We use the built-in procedure memq(e, li) which returns the remainder of the list starting with 'e', or #f otherwise.

>(modify-list! (list 1 2 3 4) 4 2)

1234234234…

>(modify-list! (list 1 2 3 4) 2 4)

124 (non-circular)
3. Meta-circular environment based interpreter for imperative programming

Example 6


A reminder: In the imperative programming evaluator, support for set! expressions is added, which gives motivation for supporting while expressions. For example,

Syntax: (while


)
>(define x 0)

>(define n 4)

>(while (> n 0)

(begin (set! x (+ x n))

(set! n (- n 1))) )

>x

10


Question1: Can a while expression be supported in a functional programming evaluator?
Question2: Can while be defined as a user procedure (in the imperative model)?
Example,

>(env-eval '(define x 0) t-g-e)

>(env-eval '(define n 4) t-g-e)

>(env-eval '(while (> n 0)

(begin

(set! x (+ x n))



(set! n (- n 1))) )

t-g-e)


ok

>(env-eval x t-g-e)

10
Add ASP procedures

(define while?

(lambda (exp) (tagged-list? exp 'while)))

(define while-pred

(lambda (exp) (car (get-content exp))))

(define while-body

(lambda (exp) (cadr (get-content exp))))

Option 1 – Adding while as a derived expression (syntactic sugar):


  1. Add to derived?

(define derived?

(lambda (exp)

(or … (while? exp))))


  1. Add to shallow-derive

(define shallow-derive

(lambda (exp)

(cond … ((while? exp) (while->iteration-expression exp)))))

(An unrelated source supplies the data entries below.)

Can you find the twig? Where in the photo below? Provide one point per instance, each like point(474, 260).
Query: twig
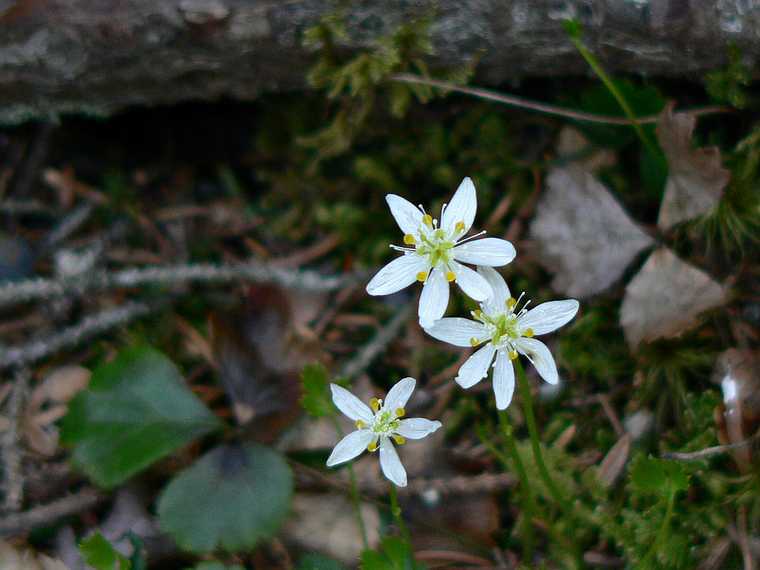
point(371, 350)
point(13, 524)
point(31, 289)
point(11, 453)
point(544, 107)
point(710, 451)
point(87, 328)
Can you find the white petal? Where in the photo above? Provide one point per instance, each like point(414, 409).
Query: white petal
point(493, 252)
point(472, 283)
point(496, 303)
point(541, 357)
point(503, 380)
point(457, 331)
point(350, 446)
point(407, 215)
point(350, 405)
point(549, 316)
point(462, 208)
point(417, 428)
point(476, 367)
point(391, 464)
point(399, 273)
point(399, 394)
point(434, 298)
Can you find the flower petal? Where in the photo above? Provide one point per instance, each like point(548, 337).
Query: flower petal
point(434, 298)
point(457, 331)
point(350, 446)
point(476, 367)
point(503, 380)
point(407, 215)
point(493, 252)
point(462, 208)
point(399, 394)
point(549, 316)
point(350, 405)
point(391, 464)
point(472, 283)
point(496, 303)
point(399, 273)
point(417, 428)
point(541, 358)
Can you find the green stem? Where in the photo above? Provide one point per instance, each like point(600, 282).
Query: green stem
point(529, 499)
point(397, 516)
point(535, 442)
point(355, 498)
point(610, 85)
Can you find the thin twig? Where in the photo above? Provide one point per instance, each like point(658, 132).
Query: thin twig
point(522, 103)
point(11, 452)
point(89, 327)
point(31, 289)
point(377, 345)
point(710, 451)
point(45, 515)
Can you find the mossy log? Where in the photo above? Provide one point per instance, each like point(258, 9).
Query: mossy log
point(99, 56)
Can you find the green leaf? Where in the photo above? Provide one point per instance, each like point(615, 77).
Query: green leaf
point(316, 395)
point(101, 555)
point(230, 498)
point(319, 562)
point(658, 476)
point(135, 411)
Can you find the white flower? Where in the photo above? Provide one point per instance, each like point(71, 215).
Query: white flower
point(506, 333)
point(376, 427)
point(434, 253)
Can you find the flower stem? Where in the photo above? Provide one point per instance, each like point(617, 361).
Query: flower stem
point(535, 441)
point(397, 515)
point(529, 500)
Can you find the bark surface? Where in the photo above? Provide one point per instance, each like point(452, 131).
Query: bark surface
point(99, 56)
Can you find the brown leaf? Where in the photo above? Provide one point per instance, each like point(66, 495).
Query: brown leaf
point(615, 460)
point(584, 236)
point(696, 176)
point(665, 298)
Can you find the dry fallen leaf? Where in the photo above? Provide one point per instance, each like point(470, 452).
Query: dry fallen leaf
point(584, 236)
point(665, 298)
point(696, 177)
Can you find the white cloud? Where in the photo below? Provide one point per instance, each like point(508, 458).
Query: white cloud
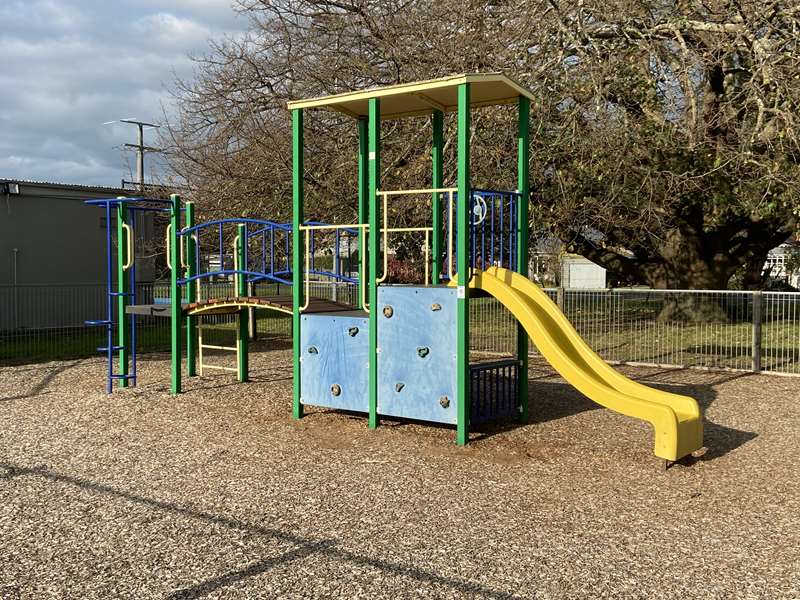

  1. Add the translation procedure: while->iteration-expression


First try:

(while (> n 0)

(begin (set! x (+ x n))

(set! n (- n 1))))


Is translated to

(letrec ((iter (lambda ()

(if (> n 0)

(begin


(begin (set! x (+ x n))

(set! n (- n 1)))

(iter))

'ok))))


(iter))

But: There is a problem with this translation. What if iter is already used in the expression? For example,


(while (> (iter n) 0)

(set! n (- n (iter n))))


Is translated to

(letrec ((iter (lambda ()

(if (> (iter n) 0))

(begin


(set! n (- n (iter n)))

(iter))


'ok))))

(iter))


Second try:

(let ((pred (lambda () (> (iter n) 0)))

(body (lambda () (set! n (- n (iter n))))))

(letrec ((iter (lambda ()

(if (pred)

(begin (body) (iter))

'ok))))

(iter)))
The local variable iter does not collide with the outer definition.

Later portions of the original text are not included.